On 2/8/22 7:39 AM, Daniel Lezcano wrote: > On 07/02/2022 12:44, Lukasz Luba wrote: >> >> >> On 2/7/22 10:41 AM, Daniel Lezcano wrote: >>> On 07/02/2022 08:30, Lukasz Luba wrote: >>>> Hi all, >>>> >>>> The Energy Model supports abstract scale power values. This might cause >>>> issues for some mechanisms like thermal governor IPA or DTPM, which >>>> expect that all devices provide sane power values. This patch set >>>> prevents >>>> from registering such devices for IPA and DTPM. >>> >>> >>> Does it mean for example big and little have both 0-100 ? >>> >>> >> >> Unfortunately, these can be any numbers. I hope at least the CPUs >> Big and Little power have sense: Little power is not higher >> than Big power. The purpose of EM is to enable EAS, so this power >> relation between Big and Little should have sense. Someone >> who is not willing to or cannot expose real power values, still >> wants the EAS to operate (my assumption and hope). The SCMI FW can >> provide abstract power values. It's in the SCMI spec. Thus, >> creating these abstract scale power values for big.LITTLE the right >> way should result in properly working EAS. >> >> I can also have hope for GPU vs. Big power, but it is a weaker hope. >> The second is more tricky to distinguish even if you have a domain >> knowledge, but not the real measurements with you.

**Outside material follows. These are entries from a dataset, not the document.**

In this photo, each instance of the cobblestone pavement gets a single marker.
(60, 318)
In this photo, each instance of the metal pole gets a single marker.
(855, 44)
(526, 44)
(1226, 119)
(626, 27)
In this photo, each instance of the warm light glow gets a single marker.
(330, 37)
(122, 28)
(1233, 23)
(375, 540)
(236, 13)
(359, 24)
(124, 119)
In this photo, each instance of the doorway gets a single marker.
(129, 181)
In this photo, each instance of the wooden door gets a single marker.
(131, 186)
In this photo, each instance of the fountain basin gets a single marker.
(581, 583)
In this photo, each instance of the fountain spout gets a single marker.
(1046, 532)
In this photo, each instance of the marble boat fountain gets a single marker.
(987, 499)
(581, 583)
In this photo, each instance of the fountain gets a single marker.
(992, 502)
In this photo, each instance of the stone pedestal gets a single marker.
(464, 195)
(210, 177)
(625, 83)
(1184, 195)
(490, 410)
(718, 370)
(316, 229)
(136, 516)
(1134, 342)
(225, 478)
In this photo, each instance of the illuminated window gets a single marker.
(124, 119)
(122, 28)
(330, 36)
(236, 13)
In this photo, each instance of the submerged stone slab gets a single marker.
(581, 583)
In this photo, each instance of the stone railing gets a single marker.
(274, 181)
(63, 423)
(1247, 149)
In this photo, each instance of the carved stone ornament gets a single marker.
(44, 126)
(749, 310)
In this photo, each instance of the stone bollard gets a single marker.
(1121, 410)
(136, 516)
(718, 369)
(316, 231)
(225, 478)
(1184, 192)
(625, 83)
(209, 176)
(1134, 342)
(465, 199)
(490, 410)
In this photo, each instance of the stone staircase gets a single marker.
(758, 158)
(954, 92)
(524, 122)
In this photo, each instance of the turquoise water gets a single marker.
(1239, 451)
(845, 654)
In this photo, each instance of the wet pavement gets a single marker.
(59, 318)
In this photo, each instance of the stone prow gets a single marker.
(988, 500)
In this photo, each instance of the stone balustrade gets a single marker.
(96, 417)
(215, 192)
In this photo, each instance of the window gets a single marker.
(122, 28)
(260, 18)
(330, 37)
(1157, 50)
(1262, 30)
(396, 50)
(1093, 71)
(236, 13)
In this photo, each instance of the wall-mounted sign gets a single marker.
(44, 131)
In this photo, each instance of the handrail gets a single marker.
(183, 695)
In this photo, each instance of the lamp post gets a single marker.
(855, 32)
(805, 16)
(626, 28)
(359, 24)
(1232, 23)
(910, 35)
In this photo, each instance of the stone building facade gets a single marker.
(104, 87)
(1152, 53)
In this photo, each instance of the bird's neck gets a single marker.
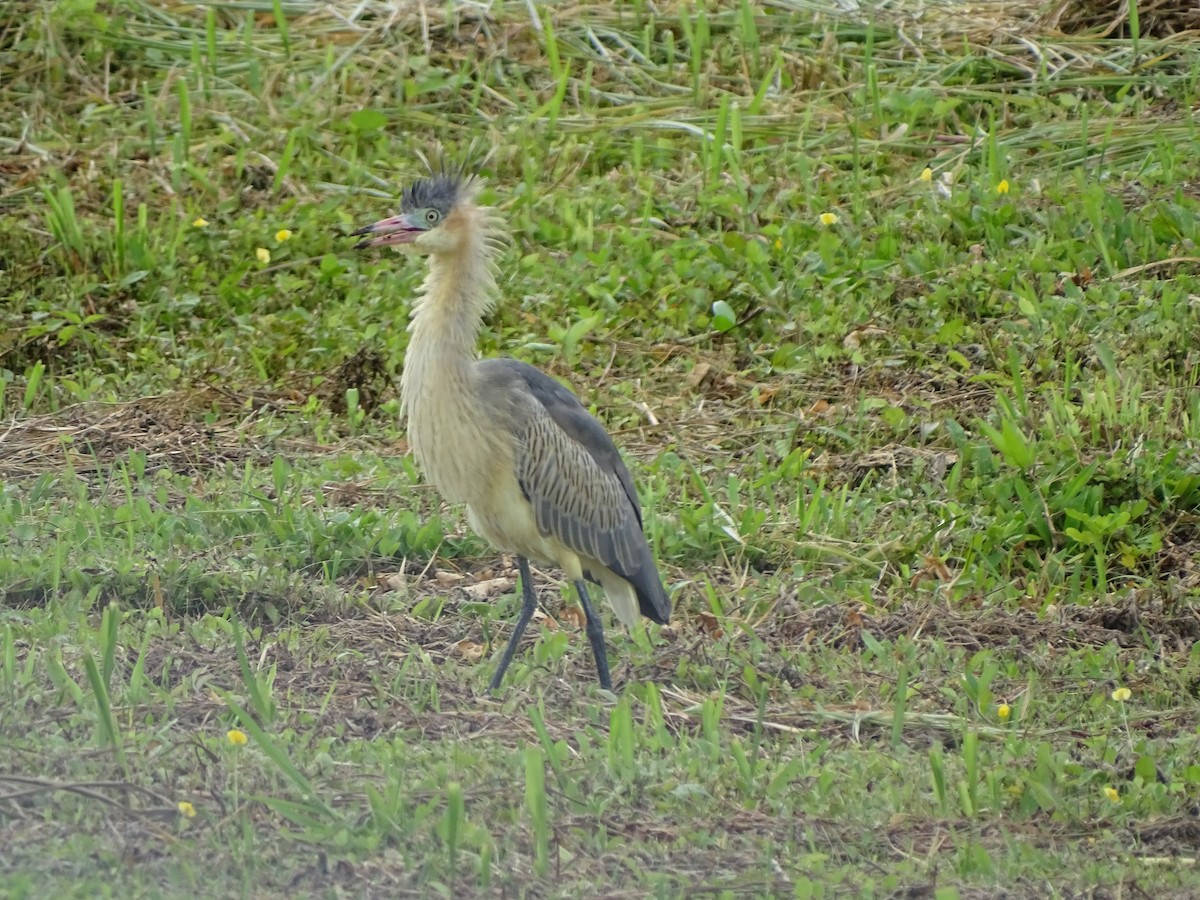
(445, 323)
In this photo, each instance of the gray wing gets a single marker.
(574, 478)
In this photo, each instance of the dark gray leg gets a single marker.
(528, 605)
(595, 635)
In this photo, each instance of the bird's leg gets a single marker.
(595, 635)
(528, 606)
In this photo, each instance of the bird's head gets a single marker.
(431, 217)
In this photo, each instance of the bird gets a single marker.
(540, 477)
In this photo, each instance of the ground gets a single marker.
(892, 309)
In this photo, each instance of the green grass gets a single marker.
(922, 473)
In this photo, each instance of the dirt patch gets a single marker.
(367, 372)
(175, 432)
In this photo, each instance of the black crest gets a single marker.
(439, 192)
(445, 183)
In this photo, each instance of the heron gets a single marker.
(539, 475)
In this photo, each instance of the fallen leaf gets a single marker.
(469, 651)
(766, 395)
(393, 581)
(855, 339)
(487, 589)
(699, 373)
(711, 625)
(574, 616)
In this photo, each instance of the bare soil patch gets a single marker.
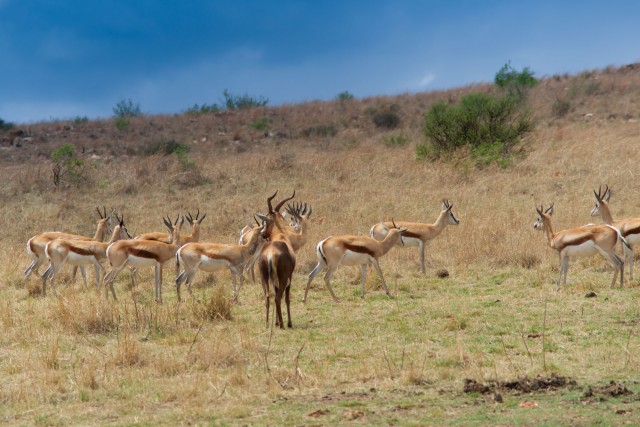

The GPU power >> values is also a 'sensitive' knowledge to share. Open source guys can do >> that (after measurements), but some vendor's engineers probably can't. > > So basically, we don't know, right ? Well, we know - power is not in milli-Watts. The PowerCap and DTPM have this sysfs contract of providing micro-Watts. Don't we break this if we know for sure that the power values in EM are not in milli-Watts? > > At this point the different subsystems (cpufreq cooling device and dtpm) > disabled by these patches can deal with abstract scale values, like they > do today with the very approximate power numbers we have defined in the DT. > > Let's wait and see how the different SoC vendors implement the SCMI spec. > I'm not sure if that would be visible to us. The current path to feed abstract power values from SCMI cpufreq already exists and is based on protocol response. The DT is not involved in this configuration.